While I was pondering all this, the sunlight slipped away behind the forest of skyscrapers around me and the neon lights came on.
I couldn’t help remembering what an old friend from the faculty once told me: he couldn’t imagine greater solitude than that of a man all by himself in Tokyo, surrounded by millions of people and with no one to talk to. I was that man, alone in Tokyo.
Turning into a Flower
On the last day of my mini tour of Japan I went to Nikko, a mountain town surrounded by shrines and temples, ninety miles north of Tokyo.
Despite the short distance involved, getting there was a minor odyssey. You had to take the bullet train to the industrial city of Utsunomiya and then change to a local train, which seemed to have last been refurbished in the nineteen-seventies.
Sitting on a bench seat upholstered in red velvet, I was prompted by my first sight of woods in the countryside to return to Titus’s book. After I left Osaka we’d waged a lengthy text-messaging war. It had taken him a while to admit he was the author of the postcards that had lured me to the other side of the world, but he’d eventually confessed. I thought his remorse was sincere. He even offered to reimburse me for what I’d spent on my flights, paying me in installments after September. “But I won’t cover your accommodation, food and drinks, because you’re the one who’s sleeping, eating and drinking,” he’d said.
I’d replied, “We’ll see.”
As for Gabriela, we’d exchanged a couple of messages at the most. I asked her if she knew about Titus’s hoax and, while acknowledging that she did, she added that it hadn’t been her idea. She was still in Paris and was showing signs of depression.
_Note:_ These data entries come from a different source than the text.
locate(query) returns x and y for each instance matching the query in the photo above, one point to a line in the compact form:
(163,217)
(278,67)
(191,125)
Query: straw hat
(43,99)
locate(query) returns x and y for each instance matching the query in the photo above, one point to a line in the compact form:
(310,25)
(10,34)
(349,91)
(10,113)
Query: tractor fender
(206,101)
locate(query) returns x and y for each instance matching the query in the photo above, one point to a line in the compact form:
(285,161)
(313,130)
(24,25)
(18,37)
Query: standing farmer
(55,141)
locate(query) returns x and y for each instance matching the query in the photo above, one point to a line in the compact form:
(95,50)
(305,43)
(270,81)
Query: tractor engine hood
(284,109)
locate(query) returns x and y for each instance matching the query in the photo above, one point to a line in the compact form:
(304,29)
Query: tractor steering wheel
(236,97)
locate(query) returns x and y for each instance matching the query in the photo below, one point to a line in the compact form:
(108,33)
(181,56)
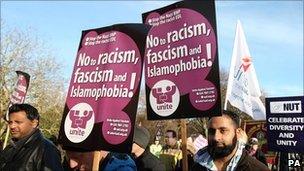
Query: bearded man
(224,152)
As if I give a damn, I thought. The train trundled on, bearing me, in that antiquated carriage, through a dreamscape of bluish hilltops where it had just started to rain.
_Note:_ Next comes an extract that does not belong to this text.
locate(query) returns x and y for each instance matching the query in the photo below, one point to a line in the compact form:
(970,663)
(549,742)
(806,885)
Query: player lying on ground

In a moment of satori enlightenment, I suddenly had the insight that this gently undulating countryside was a perfect image of my inner topography. The only good thing about being a middling kind of man is that catastrophes, too, are homely.
I flipped through the anthology, looking for the text about this kind of awakening. The author was D. T. Suzuki, the man who introduced Zen to the West. He said that meditation seeks as its ultimate end the fusion of subject and object, observer and observed. Only when we penetrate the essence of things can we understand them in their profundity—an idea which Suzuki explains beautifully by taking as his example a person absorbed in meditation and a flower:
To know the flower is to become the flower, to be the flower, to bloom as the flower and to enjoy the sunlight as well as the rainfall. When this is done, the flower speaks to me and I know all its secrets, all its joys, all its sufferings—that is, all its life vibrating within itself. Not only that: along with my “knowledge” of the flower, I know all the secrets of the universe, which includes all the secrets of my own Self, which has been eluding my pursuit all my life so far, because I divided myself into a duality, the pursuer and the pursued, the object and the shadow. [ . . . ]
Now, however, by knowing the flower I know my Self. That is, by losing myself in the flower, I know myself as well as the flower.
It was a simple but uplifting idea. I had to read the text a couple of times to understand what it was saying. What, then, does the flower teach us? Does it only teach us to look? Maybe when we learn to contemplate the smallest things without filters, we’ll be able to turn our eyes toward ourselves. Very few things are beautiful or ugly. Beauty and ugliness are only in the eye of the beholder.